Direkt auf der YouTube-Startseite entschuldigt sich in einem Video live der mutmaßliche Antisemit Hubert Aiwanger. Daneben finde ich ein Video mit einem unveröffentlichten Album vom gesicherten Antisemiten Ye, vormals Kanye West. Und einmal gescrollt, möchte mir SternTV die Party-Droge Lachgas näherbringen.
Hängen bleibe ich anderswo. Ich bin nun begeisterter Zuschauer von Dr. Gary Linkov. Der US-amerikanische Schönheitschirurg analysiert auf YouTube Promi-Gesichter und erklärt, was da wohl vielleicht mutmaßlich eventuell geschnippelt, gerade gebogen, gedeichselt und eingesetzt wurde. Tom Cruise, Ryan Gosling und Prinz Harry sind ihm genauso Videos wert wie Madonna, Taylor Swift und Zendaya.
Ich persönlich kenne jetzt keine Promis. Ich habe einmal Enie van de Meiklokjes auf einem Dreirad durch Berlin-Friedrichshain fahren sehen und fand das schon Red-Carpet-Golden-Globe-mäßig wild. Doch man sieht Menschen mit sichtbaren Eingriffen ja nicht nur bei Instagram, auf HBO oder in der Bunten. Wir finden sie in der Gifhorner Fußgängerzone, im Zug, im Fitness-Studio. Und ich gewinne den Eindruck, dass sich die Sichtungen häufen.
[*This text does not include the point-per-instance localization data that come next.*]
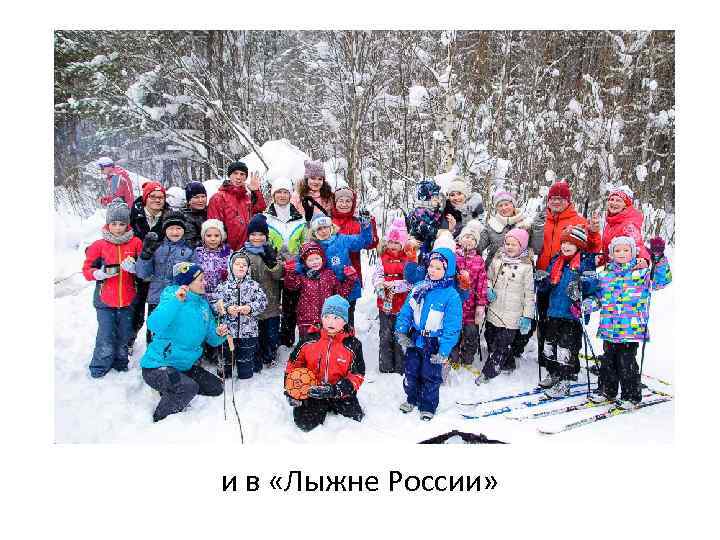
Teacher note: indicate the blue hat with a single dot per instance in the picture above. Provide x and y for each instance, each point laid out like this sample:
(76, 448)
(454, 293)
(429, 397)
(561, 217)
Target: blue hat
(336, 305)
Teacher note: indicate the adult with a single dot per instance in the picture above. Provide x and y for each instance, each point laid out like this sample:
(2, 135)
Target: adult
(181, 323)
(119, 183)
(195, 212)
(234, 206)
(287, 230)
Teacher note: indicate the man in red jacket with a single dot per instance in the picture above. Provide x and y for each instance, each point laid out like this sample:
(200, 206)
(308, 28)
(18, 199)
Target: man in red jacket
(234, 207)
(335, 356)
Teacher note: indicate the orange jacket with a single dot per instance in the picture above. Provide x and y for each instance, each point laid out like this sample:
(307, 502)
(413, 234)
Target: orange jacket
(334, 360)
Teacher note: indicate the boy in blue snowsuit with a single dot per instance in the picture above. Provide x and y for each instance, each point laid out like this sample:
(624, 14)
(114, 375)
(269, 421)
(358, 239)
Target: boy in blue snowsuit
(428, 327)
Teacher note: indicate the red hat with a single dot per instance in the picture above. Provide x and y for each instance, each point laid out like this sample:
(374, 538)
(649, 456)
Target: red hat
(560, 189)
(149, 187)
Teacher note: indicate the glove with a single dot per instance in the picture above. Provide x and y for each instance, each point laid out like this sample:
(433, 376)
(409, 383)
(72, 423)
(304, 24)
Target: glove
(150, 245)
(492, 295)
(324, 391)
(438, 358)
(524, 325)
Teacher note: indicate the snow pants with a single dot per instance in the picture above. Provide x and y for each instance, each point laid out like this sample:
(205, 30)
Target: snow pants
(111, 342)
(422, 378)
(618, 365)
(177, 388)
(312, 412)
(390, 355)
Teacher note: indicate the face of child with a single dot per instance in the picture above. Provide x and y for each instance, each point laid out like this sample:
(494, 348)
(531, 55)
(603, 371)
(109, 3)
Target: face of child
(174, 233)
(436, 270)
(314, 262)
(212, 238)
(622, 253)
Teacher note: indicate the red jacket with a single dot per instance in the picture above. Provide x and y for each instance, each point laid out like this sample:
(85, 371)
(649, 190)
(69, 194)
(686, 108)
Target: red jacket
(119, 185)
(627, 222)
(119, 290)
(555, 224)
(334, 360)
(232, 205)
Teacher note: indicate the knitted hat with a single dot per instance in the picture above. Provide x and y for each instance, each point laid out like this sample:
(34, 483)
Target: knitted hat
(619, 240)
(237, 166)
(397, 232)
(576, 235)
(117, 211)
(314, 168)
(521, 235)
(149, 187)
(184, 273)
(560, 189)
(213, 224)
(336, 305)
(258, 223)
(194, 188)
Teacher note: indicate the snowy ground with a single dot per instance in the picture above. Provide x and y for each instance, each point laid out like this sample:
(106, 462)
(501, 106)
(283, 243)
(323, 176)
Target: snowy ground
(118, 408)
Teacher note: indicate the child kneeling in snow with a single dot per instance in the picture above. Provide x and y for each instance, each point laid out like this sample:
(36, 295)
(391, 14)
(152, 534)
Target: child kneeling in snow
(111, 262)
(623, 295)
(334, 355)
(428, 327)
(181, 323)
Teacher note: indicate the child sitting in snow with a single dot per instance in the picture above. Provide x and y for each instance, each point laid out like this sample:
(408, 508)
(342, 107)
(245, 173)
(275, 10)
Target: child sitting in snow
(623, 295)
(110, 261)
(391, 290)
(428, 327)
(511, 293)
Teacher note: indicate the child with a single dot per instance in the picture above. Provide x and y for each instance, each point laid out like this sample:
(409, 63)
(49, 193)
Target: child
(335, 356)
(468, 259)
(158, 258)
(428, 327)
(563, 336)
(111, 262)
(511, 293)
(316, 283)
(267, 269)
(241, 302)
(391, 290)
(623, 295)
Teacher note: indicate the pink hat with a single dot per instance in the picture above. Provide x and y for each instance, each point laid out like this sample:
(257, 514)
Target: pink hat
(397, 231)
(521, 235)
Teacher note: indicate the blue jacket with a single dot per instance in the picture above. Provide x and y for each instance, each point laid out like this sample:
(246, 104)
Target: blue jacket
(180, 330)
(560, 302)
(158, 269)
(439, 313)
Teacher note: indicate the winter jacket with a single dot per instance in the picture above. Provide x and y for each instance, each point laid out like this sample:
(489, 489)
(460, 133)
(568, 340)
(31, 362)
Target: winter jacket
(336, 360)
(475, 265)
(158, 269)
(515, 289)
(239, 293)
(560, 302)
(555, 224)
(118, 290)
(627, 222)
(314, 292)
(119, 185)
(438, 315)
(623, 295)
(179, 330)
(234, 207)
(391, 270)
(194, 220)
(214, 264)
(492, 236)
(286, 234)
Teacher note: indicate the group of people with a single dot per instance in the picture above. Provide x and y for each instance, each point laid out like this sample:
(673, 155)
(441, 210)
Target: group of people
(231, 279)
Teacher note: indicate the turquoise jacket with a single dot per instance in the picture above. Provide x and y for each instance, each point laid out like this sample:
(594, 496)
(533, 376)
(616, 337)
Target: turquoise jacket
(180, 329)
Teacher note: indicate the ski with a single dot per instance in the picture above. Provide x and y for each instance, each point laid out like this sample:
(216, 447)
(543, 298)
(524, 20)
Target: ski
(614, 411)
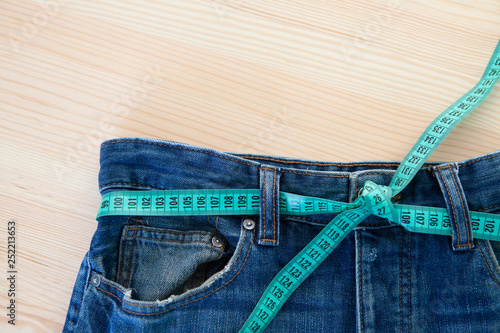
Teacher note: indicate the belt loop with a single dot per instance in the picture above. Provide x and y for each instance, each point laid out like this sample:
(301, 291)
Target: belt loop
(456, 203)
(268, 231)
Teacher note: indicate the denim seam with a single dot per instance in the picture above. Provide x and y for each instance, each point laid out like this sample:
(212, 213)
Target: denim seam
(409, 282)
(170, 232)
(155, 313)
(347, 164)
(463, 207)
(264, 158)
(488, 266)
(484, 158)
(480, 209)
(184, 148)
(169, 240)
(452, 207)
(119, 278)
(361, 319)
(133, 184)
(401, 279)
(131, 259)
(264, 203)
(368, 173)
(274, 206)
(493, 256)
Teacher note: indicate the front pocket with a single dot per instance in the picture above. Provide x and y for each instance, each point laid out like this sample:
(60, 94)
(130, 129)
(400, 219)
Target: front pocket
(155, 263)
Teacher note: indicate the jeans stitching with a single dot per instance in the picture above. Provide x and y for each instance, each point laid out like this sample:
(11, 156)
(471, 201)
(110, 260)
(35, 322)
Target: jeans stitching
(274, 206)
(361, 319)
(493, 256)
(131, 257)
(463, 206)
(119, 280)
(321, 163)
(452, 208)
(409, 282)
(488, 266)
(155, 313)
(264, 203)
(401, 279)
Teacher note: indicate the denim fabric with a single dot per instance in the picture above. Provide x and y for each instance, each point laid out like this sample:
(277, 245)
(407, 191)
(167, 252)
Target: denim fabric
(206, 273)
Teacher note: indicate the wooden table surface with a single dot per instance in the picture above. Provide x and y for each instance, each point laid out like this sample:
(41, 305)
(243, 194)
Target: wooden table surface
(327, 80)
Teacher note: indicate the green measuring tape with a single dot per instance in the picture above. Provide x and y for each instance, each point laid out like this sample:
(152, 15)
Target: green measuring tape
(374, 200)
(430, 220)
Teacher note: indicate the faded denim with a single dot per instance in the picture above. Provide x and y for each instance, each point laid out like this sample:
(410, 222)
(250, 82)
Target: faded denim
(166, 274)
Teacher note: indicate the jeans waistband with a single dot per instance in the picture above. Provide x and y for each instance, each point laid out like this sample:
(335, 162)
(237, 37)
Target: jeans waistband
(144, 163)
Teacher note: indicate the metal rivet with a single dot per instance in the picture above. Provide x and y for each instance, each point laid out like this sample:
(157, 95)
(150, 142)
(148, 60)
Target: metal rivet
(96, 280)
(217, 241)
(249, 224)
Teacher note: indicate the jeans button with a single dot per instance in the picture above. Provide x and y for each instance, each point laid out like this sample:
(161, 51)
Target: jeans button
(249, 224)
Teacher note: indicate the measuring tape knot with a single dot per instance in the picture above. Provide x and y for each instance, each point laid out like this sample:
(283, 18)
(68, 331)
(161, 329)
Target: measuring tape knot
(378, 201)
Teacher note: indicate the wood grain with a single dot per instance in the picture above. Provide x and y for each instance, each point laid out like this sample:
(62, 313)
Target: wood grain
(346, 81)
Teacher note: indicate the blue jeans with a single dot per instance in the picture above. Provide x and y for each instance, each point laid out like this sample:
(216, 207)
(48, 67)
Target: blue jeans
(206, 273)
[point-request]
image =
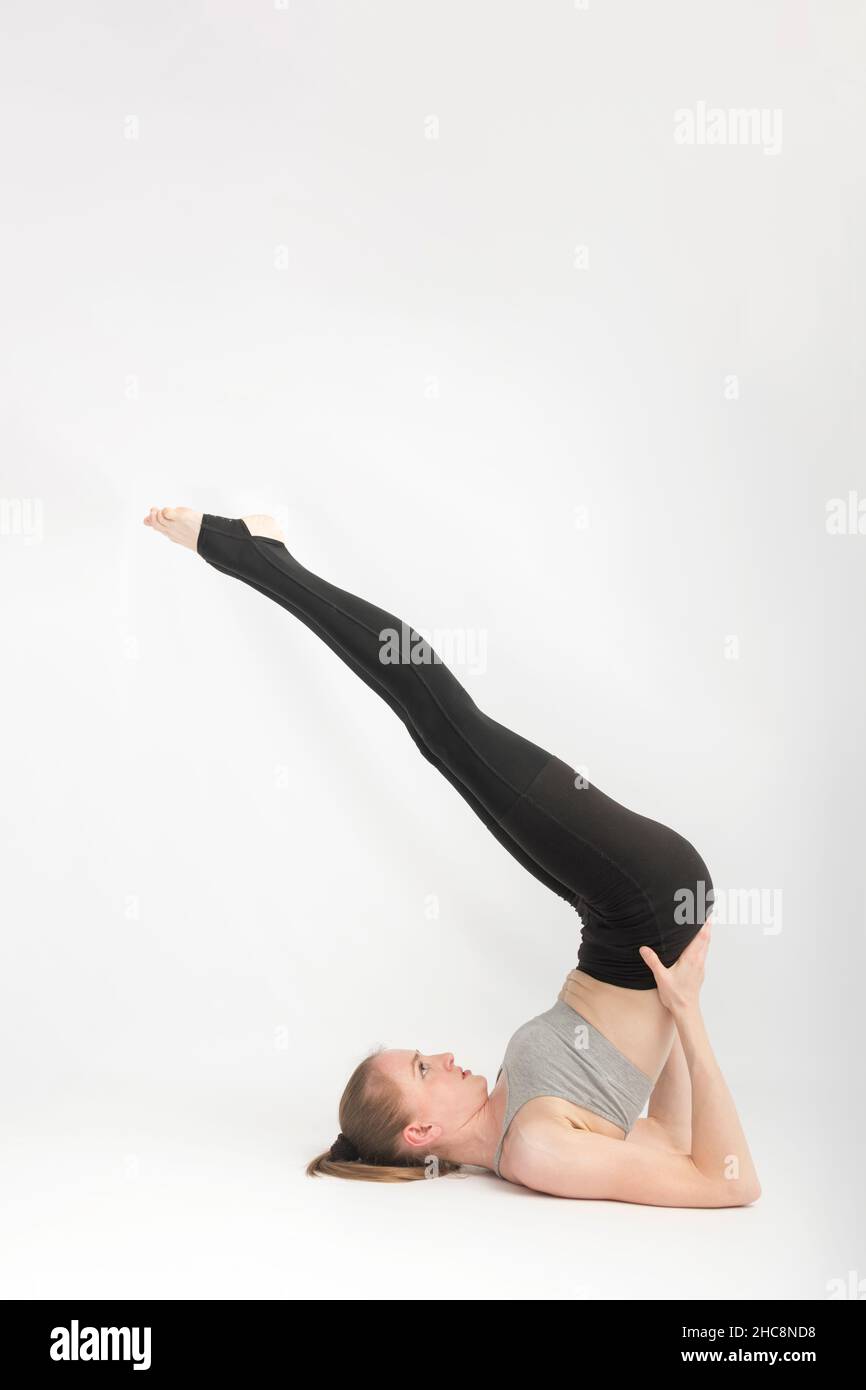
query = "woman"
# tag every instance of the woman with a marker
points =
(626, 1027)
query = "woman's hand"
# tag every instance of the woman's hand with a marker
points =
(680, 984)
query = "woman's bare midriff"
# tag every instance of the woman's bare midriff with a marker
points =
(634, 1020)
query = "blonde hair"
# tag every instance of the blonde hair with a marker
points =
(373, 1116)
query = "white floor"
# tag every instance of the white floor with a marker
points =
(200, 1193)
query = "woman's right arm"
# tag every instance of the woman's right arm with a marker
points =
(719, 1146)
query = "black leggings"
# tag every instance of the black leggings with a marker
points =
(633, 880)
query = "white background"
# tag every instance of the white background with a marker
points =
(323, 260)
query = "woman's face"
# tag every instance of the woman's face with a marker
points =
(439, 1096)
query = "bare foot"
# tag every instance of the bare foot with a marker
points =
(182, 526)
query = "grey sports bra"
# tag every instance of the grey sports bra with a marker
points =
(559, 1052)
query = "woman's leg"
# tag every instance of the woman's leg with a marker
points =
(620, 870)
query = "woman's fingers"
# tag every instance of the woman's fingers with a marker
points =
(651, 958)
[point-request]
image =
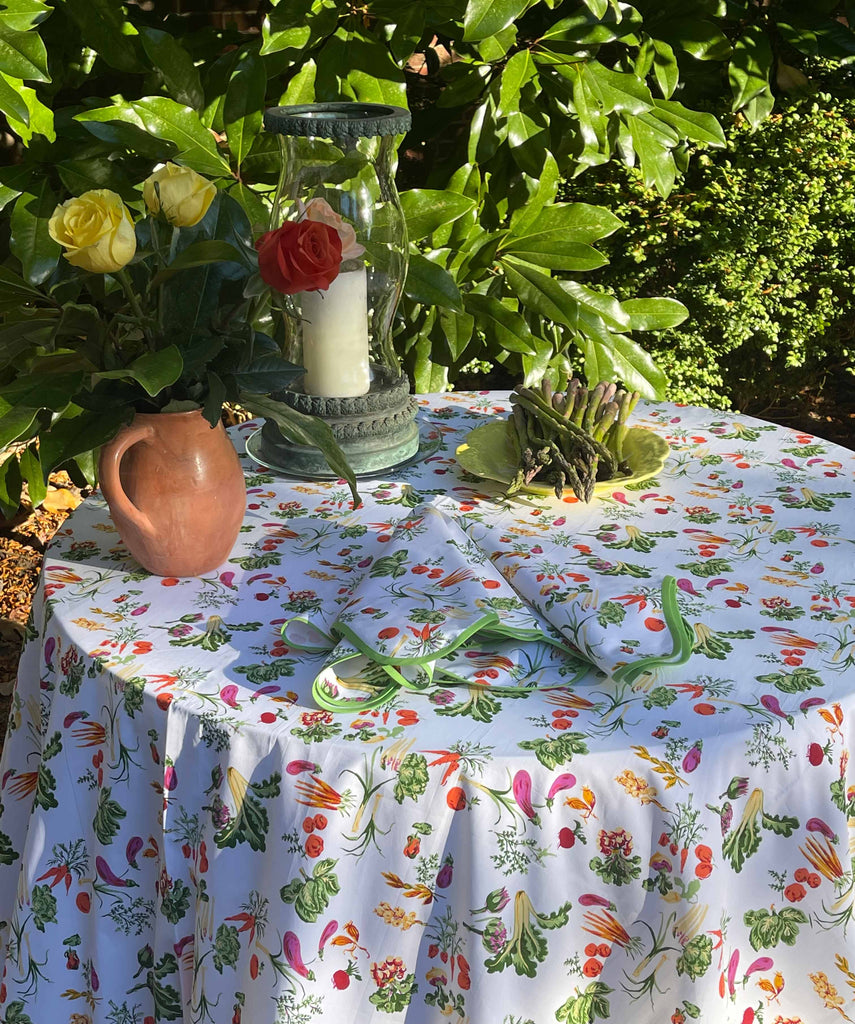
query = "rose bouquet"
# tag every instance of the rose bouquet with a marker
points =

Um das festzuhalten: Jede erwachsene Person entscheidet über ihr Äußeres – ob es um die Beseitigung von Narben, Lip Filler oder Haartransplantationen geht. Ich weiß, dass die kosmetische Chirurgie etwas anderes ist als
die plastische Chirurgie. Trotzdem müssen wir einmal bitte offen und ehrlich darüber sprechen, was gerade geschieht.
Back in the day waren es die Hollywood-Stars, die sich Botox spritzen und die Kieferimplantate einsetzen ließen. Da hieß es: Die stehen im Rampenlicht, Blitzlichtgewitter, hoher Druck, dickes Portemonnaie. Da konnte man irgendwie Verständnis aufbringen. Auch wenn die Begründungen dafür schon immer schwach waren und falsch bleiben.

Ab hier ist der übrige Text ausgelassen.